By Kim Passoth
LAS VEGAS, Nev. (FOX5) – The tremendous rainfall this winter has had an impact on Nevada’s drought. This time two years ago, Southern Nevada was in an exceptional drought, the worst possible category.
Now, all of Clark County is either in a severe or moderate drought marking a significant improvement. Up at Lee Canyon, they are approaching a snowpack record. The all-time record is 255 inches. Right now, they are at 237 inches with 10 to 20 more inches expected with Tuesday’s storm.
Last fall, FOX5 told you about cloud seeding machines being added to our local mountains.
Last year, conservation group Save Red Rock raised tens of thousands of dollars to buy and install cloud seeding machines. They are generators that sit on top of the mountains with cannons that shoot silver iodide, dust that will form ice, into passing clouds.

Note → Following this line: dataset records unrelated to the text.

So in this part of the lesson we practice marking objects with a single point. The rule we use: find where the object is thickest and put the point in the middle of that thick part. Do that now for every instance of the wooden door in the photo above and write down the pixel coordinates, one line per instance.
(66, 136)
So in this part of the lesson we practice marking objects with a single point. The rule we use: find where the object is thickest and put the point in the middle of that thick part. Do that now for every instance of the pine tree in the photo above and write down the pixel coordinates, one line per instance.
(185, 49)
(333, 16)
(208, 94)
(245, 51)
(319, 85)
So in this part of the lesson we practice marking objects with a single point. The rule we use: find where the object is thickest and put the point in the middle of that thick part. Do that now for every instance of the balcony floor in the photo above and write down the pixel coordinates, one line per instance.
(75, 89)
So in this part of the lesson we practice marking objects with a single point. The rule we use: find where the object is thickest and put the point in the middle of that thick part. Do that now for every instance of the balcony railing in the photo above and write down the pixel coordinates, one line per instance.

“We have two cloud seeders over the Spring Mountain Range. One is on Lovell Canyon and that is mainly going to hit Mt. Charleston and Lee Canyon and then we have a second one on Mt. Potosi and that is mainly to hit Red Rock Canyon,” Pauline van Betten, Land and Water Advisor for Save Red Rock shared. After 20 years of drought, last year van Betten told FOX5 how Red Rock Canyon was suffering especially the plants and animals. Now things are much different at Red Rock, flooding was reported there just last week.

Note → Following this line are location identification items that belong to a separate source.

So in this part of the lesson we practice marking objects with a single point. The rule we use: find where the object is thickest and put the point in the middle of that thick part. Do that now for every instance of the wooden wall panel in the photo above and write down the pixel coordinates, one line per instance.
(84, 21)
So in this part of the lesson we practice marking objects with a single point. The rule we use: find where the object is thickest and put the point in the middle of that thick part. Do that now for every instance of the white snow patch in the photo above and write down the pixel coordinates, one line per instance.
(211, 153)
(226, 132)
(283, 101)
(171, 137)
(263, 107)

“There’s water in the creeks and the Joshua Trees have really come back,” van Betten stated. Save Red Rock couldn’t be happier with the results of the first winter of cloud seeding.
“It has just been fantastic. We’ve been seeding throughout the whole winter. All of these storms have been seeded… The cloud seeders have generated 6,000-acre feet of water… so that’s 18,000 homes of water for a year,” van Betten said. However, the water crisis in Southern Nevada is far from over and the cloud seeding will continue.
“We don’t know what the next years will bring,” van Betten explained.
This legislative session, Senate Bill 99 would authorize $1.2 million for a state cloud seeding program over the next two years.
The federal government announced it is also investing in cloud seeding to the tune of $2.4 million. On Thursday, the Southern Nevada Water Authority voted to accept a grant from the US Bureau of Reclamation to fund cloud seeding in other western states whose rivers flow into Lake Mead.